All of the reccommeded failover cluster updates and hotfixes are installed and the cluster is validated.
All replies (5)
Saturday, May 31, 2014 5:56 PM ✅Answered
I'd focus on why the cluster service is terminating rather than focusing on why it cant recover as both are likely caused by the same issue.
You should check to see if you have updated NIC drivers available. This type of issue is typically caused by some sort of glitch in network communications between nodes.
Visit my blog about multi-site clustering
Tuesday, June 3, 2014 7:13 PM ✅Answered
Hello Turinus,
As per the cluster logs mentioned above it seems like on when DPM backup was running, on Node 7, GUM updates failed, may be because of network congestion.This lead to Cluster service termination.
Please make sure we should have dedicated physical networks {NO VLAN} for Heartbeat and Public network on all cluster nodes.

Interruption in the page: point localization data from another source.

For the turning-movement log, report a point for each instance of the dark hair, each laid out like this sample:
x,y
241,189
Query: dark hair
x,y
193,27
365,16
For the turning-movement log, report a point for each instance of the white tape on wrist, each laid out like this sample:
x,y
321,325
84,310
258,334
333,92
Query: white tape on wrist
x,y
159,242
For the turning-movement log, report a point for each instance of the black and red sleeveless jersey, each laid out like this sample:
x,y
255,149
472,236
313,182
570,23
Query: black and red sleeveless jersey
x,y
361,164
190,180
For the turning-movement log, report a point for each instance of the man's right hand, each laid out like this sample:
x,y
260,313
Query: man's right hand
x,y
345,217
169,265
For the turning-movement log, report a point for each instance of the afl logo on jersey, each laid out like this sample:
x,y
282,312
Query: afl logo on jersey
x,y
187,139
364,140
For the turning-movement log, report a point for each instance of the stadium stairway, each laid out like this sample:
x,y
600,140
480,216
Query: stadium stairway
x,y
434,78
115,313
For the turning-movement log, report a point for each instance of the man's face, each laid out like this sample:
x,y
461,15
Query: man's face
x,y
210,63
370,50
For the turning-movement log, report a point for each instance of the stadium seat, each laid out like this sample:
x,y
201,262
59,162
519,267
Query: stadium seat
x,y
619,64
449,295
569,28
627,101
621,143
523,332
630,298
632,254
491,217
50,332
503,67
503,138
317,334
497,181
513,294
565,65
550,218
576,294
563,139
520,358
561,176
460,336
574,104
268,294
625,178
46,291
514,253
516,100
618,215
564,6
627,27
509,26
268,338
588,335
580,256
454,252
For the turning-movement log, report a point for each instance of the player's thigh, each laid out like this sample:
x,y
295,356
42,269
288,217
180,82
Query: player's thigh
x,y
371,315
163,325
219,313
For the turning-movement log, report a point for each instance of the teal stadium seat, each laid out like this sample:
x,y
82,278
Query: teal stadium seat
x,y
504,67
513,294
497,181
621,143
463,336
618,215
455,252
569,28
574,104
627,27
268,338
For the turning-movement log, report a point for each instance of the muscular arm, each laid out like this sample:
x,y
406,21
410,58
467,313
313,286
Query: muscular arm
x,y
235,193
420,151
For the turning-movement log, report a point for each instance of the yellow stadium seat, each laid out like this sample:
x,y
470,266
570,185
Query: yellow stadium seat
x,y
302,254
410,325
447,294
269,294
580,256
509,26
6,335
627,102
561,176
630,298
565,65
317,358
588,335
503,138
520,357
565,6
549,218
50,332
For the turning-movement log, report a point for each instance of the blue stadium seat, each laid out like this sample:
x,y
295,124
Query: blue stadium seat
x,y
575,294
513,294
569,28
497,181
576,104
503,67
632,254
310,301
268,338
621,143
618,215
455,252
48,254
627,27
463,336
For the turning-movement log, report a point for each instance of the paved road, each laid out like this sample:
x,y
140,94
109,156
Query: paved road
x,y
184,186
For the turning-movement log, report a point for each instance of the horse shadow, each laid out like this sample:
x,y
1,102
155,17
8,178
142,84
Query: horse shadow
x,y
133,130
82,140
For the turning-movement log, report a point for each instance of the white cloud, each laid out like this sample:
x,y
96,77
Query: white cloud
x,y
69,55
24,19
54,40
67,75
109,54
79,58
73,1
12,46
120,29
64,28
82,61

Also please verify the file version mentioned in following hotfix and install first 4 hotfix in list if they are outdated.
http://support.microsoft.com/kb/2784261/en-us
Regards,
Monday, May 19, 2014 1:42 PM
Hi,
looks like there is running a backupat the time the error occurred.
What backup solution is in use to backup the cluster?
Regards
Sebastian
Tuesday, May 20, 2014 2:48 PM
SC DPM 2012 Rollup 5
Thursday, May 29, 2014 1:31 PM
No, we don't do backup of a cluster disks, we do backup of a System state, BMR and SQL DB's.